Mesmo quando o inchaço fica menor, o sangue se solidifica e leva muito tempo para normalizar.
Aos poucos, percebi que existem muitas pessoas com doenças sem diagnósticos. É difícil, porque as coisas ficam escondidas e, às vezes, os médicos não acreditam em você.
Esse é o maior problema. Você sempre tem que enfrentar esses obstáculos sem ficar com raiva — porque senão começam a dizer que (o problema) deve ser relacionado ao estresse.

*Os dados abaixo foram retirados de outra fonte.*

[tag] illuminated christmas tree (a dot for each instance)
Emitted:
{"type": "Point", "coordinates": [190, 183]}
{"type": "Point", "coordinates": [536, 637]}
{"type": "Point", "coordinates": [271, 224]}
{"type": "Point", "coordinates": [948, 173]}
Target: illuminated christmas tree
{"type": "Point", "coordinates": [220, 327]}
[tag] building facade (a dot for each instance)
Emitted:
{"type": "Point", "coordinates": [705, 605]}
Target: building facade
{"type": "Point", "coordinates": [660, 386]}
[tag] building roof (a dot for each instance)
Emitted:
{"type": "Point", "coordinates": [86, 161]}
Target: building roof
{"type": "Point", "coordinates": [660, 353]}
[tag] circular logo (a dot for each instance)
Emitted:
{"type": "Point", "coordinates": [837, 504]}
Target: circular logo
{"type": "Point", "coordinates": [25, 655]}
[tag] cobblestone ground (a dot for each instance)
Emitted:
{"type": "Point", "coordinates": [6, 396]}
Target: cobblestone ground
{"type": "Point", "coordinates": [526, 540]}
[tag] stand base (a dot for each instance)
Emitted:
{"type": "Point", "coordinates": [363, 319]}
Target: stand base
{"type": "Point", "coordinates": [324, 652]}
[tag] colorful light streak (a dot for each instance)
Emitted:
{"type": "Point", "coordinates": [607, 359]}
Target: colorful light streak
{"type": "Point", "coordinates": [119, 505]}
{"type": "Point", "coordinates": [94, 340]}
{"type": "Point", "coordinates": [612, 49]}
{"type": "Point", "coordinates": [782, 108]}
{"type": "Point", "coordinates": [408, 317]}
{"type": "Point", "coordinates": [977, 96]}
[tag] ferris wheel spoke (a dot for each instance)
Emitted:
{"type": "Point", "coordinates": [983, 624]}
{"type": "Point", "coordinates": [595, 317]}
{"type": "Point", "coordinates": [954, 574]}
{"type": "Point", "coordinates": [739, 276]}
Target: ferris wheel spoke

‘Não ser capaz de dançar me torturou por anos’
Uma coisa que me afeta é não poder dançar. Isso me torturou durante muitos anos.
O meu plano era me dedicar ao teatro musical. Estudei dança, teatro e canto para me preparar.
Estou começando a ter aulas de dança novamente, o que me deixa nervosa, porque me preocupo que minha condição me afete e que não consiga mais dançar.
Muitas vezes, só tenho um pequeno intervalo de tempo entre os inchaços e dores intensas, então uso esse espaço para fazer tudo o que posso, porque sei que talvez em duas semanas não consiga mais.
Espero que a minha condição melhore e que eu possa mantê-la sob controle.
Eu adoraria ser capaz de dançar o tempo todo e fazer isso muito bem, como no passado, mas não quero criar muitas expectativas.
Não sei se poderei fazer teatro musical. Mas, às vezes, você precisa ser melhor naquilo que está ao seu alcance, não naquilo que você planejou.